I once noticed something like this - after having it plugged in for several hours, it was still orange but I figured it should have charged enough to unplug and use, even if it wasn't fully charged. But when I unplugged it, the battery was still nearly dead and after 5 mins, gave me a low battery warning. So I plugged it back in and when I checked it later, it seemed to be charging normally. I don't know what the problem was but I hope it doesn't become a regular issue.


----------



## bordercollielady (Nov 21, 2008)

I  had  it plugged into a strip - along with a lamp,  my  Blackberry,  and a  clock/radio..    All  those are fine..  maybe the adapter wasn't all the way in - and when  I moved it to the  other  strip -  it was  tighter.    Very  strange..

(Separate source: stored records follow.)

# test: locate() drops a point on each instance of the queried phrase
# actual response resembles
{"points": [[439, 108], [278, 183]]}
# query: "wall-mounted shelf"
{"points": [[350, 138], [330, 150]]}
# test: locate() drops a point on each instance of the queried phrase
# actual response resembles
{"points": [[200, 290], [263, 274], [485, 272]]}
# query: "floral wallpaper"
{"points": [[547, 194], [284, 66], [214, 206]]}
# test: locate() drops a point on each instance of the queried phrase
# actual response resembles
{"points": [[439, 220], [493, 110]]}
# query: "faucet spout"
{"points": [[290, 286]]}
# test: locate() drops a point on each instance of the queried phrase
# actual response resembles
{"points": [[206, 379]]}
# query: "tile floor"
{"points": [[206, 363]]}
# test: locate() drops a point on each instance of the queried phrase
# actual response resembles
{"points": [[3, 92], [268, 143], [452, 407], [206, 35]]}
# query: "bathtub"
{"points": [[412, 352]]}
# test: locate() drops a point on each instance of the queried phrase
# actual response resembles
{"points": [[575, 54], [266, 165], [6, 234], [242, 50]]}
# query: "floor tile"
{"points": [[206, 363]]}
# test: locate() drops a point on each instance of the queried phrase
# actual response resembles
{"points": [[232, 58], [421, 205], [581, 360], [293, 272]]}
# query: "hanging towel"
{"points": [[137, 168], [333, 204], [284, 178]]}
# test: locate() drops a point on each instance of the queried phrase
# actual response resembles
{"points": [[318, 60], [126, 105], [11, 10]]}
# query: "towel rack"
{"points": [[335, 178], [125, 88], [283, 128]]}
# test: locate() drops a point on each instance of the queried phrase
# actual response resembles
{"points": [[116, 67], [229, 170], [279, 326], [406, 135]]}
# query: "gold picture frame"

If it happens again,  I'll call CS.


----------



## KayakerNC (Oct 7, 2009)

bordercollielady said:


> I had it plugged into a strip - along with a lamp, my Blackberry, and a clock/radio.. All those are fine.. maybe the adapter wasn't all the way in - and when I moved it to the other strip - it was tighter. Very strange..
> 
> If it happens again, I'll call CS.


Or you could try plugging another lamp into the outlet in question on the Strip.


----------



## r0b0d0c (Feb 16, 2009)

bordercollielady said:


> I had it plugged into a strip - along with a lamp, my Blackberry, and a clock/radio.. All those are fine.. maybe the adapter wasn't all the way in - and when I moved it to the other strip - it was tighter. Very strange..
> 
> If it happens again, I'll call CS.


That wouldn't make a difference - if the connection wasn't "tight," you wouldn't see an orange or green light - it wouldn't be lit at all (or, at most, the light would flicker off/on as contact was made intermittently).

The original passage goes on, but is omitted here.